Part 1: Molecular Visualisation

Comparing Trajectories

The final thing we will learn in VMD is how to load up and compare the output of two different molecular dynamics trajectories. Please download the below two files and place them into the same directory as h7n9.pdb and h7n9.dcd

• h7n9_rk.pdb : This is a PDB file containing oseltamivir bound to the R292K mutant of H7N9 neuraminidase
• h7n9_rk.dcd : This contains the trajectory from a 50 nanosecond molecular dynamics simulation of oseltamivir bound to the R292K mutant of H7N9 neuraminidase.

Next, we will load up the h7n9_rk.pdb file in addition to the h7n9.pdb file that is already loaded into your VMD session. To do this, click “File | New Molecule…” in the VMD main window to open the “Molecule File Browser” window. Then, ensuring that the “Load files for:” selector is selecting “New Molecule”, click “Browse” and find the h7n9_rk.pdb file that you downloaded. Select this and click “Load” to load this file.

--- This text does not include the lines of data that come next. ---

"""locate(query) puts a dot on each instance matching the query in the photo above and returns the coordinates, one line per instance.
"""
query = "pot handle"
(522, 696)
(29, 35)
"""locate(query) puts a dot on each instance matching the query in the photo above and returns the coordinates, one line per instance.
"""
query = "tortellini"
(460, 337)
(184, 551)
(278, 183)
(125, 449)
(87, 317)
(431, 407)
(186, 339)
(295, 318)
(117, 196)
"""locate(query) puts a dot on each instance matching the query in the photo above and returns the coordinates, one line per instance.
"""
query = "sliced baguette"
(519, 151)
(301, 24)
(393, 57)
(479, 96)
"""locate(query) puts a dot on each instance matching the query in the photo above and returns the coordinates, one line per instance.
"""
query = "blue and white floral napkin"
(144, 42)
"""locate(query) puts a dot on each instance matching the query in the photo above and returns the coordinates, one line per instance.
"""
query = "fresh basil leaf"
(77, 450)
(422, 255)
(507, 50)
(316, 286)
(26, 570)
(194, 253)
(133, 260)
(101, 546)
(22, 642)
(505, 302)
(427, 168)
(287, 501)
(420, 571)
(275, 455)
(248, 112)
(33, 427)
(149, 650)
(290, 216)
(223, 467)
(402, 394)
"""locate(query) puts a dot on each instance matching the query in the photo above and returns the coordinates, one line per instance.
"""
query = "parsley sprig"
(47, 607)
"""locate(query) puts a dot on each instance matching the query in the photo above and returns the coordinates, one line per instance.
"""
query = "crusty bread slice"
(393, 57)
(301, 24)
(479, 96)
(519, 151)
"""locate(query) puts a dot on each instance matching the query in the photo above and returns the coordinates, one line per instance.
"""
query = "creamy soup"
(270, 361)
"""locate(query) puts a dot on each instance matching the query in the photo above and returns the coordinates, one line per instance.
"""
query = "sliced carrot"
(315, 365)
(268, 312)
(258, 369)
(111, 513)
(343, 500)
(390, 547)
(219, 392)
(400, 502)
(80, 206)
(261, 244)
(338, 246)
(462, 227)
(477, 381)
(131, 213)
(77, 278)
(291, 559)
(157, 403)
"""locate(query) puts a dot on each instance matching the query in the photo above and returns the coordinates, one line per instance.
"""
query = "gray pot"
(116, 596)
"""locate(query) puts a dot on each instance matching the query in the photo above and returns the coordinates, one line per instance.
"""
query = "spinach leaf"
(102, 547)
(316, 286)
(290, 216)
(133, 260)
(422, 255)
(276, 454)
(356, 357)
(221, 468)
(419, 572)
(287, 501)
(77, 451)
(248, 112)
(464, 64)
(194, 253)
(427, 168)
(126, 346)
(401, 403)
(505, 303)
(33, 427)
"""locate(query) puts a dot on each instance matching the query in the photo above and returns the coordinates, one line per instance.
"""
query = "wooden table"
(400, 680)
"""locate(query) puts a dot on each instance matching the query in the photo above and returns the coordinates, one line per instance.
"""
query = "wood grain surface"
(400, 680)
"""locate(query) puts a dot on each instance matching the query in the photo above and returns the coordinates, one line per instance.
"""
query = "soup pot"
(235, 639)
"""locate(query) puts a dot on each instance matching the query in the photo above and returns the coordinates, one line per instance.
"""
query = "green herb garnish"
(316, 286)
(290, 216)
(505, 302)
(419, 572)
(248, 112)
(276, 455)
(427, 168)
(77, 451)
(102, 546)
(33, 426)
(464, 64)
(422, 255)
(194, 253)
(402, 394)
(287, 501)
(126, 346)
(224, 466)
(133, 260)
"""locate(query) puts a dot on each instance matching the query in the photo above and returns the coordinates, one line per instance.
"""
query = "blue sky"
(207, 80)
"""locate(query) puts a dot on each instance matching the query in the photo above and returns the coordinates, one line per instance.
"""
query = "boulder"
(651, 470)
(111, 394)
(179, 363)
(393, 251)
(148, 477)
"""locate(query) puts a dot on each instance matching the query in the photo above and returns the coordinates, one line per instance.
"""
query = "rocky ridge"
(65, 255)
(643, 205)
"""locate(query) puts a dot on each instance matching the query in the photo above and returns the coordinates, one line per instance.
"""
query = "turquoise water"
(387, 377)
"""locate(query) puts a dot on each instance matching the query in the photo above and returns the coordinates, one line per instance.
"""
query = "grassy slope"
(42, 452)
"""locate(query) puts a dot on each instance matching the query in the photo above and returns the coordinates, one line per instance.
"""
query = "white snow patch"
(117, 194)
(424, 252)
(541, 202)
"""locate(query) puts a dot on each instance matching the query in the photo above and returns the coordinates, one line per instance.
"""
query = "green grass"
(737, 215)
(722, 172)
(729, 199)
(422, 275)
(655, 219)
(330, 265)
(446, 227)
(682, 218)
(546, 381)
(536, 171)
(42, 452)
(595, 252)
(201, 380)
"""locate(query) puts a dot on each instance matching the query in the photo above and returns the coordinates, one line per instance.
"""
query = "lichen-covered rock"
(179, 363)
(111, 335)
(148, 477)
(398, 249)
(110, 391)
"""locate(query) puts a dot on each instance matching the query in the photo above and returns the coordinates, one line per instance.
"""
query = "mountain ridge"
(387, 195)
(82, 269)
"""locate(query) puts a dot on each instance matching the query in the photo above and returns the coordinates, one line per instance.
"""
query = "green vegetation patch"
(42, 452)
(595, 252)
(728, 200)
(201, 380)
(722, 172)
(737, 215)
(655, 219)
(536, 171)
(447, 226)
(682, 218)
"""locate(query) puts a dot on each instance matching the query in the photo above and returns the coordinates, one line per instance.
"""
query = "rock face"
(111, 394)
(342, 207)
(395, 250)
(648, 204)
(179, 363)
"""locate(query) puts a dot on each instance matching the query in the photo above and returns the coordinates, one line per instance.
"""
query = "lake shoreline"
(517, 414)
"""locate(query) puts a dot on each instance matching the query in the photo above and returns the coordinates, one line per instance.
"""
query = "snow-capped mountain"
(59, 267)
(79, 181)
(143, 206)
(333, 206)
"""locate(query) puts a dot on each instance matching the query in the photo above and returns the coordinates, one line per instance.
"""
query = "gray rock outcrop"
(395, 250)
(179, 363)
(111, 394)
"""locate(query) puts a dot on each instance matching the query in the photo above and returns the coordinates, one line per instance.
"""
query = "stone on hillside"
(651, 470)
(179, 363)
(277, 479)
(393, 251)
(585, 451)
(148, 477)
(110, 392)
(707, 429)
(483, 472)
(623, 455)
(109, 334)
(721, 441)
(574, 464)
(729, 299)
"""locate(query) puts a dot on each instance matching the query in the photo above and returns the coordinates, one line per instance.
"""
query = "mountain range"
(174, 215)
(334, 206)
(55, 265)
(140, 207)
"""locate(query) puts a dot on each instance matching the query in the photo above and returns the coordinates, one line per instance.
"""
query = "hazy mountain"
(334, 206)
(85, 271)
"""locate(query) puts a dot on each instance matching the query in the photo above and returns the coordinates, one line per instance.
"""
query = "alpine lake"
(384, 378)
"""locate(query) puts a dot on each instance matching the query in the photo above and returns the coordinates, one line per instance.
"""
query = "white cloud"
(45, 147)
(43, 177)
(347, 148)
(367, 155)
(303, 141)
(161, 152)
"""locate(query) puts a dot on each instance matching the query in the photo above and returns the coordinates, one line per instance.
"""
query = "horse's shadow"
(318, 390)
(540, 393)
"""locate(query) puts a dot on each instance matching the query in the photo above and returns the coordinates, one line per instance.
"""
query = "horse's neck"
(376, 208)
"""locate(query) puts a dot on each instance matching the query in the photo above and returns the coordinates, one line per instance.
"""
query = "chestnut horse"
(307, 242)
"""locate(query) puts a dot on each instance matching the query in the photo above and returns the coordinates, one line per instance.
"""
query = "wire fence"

Next, we will load the trajectory in h7n9_rk.dcd into the molecules loaded from h7n9_rk.pdb. To do this, in the “Molecule File Browser” window change the “Load files for:” selector to select “2: h7n9_rk.pdb”. Then click “Browse” and find the h7n9_rk.dcd file that you downloaded. Select this and click “Load” to load this file.

The molecules in h7n9_rk.pdb are currently visualised using the “lines” representation. Go into the graphical representations window and add representations to match those for h7n9.pdb. To do this, you will need to ensure that the “Selected Molecule” selector at the top of the “Graphical Representations” window is selecting “2: h7n9_rk.pdb”, e.g.

Once you have done this, zoom in to get a view similar to that in the above picture. You should be able to see that the molecules in h7n9_rk.pdb are not aligned with those in h7n9.pdb, and so oseltamivir in h7n9_rk.pdb appears rotated by about 90 degrees compared to oseltamivir in h7n9.pdb. This makes comparison of the two trajectories difficult. What we need to do is to ensure that all of the frames from both trajectories are aligned against a common frame of reference. In general, the best frame of reference for any bimolecular alignment is the protein backbone at the start of the trajectory for one of the structures. In this case we will use the backbone of h7n9 neuraminidase.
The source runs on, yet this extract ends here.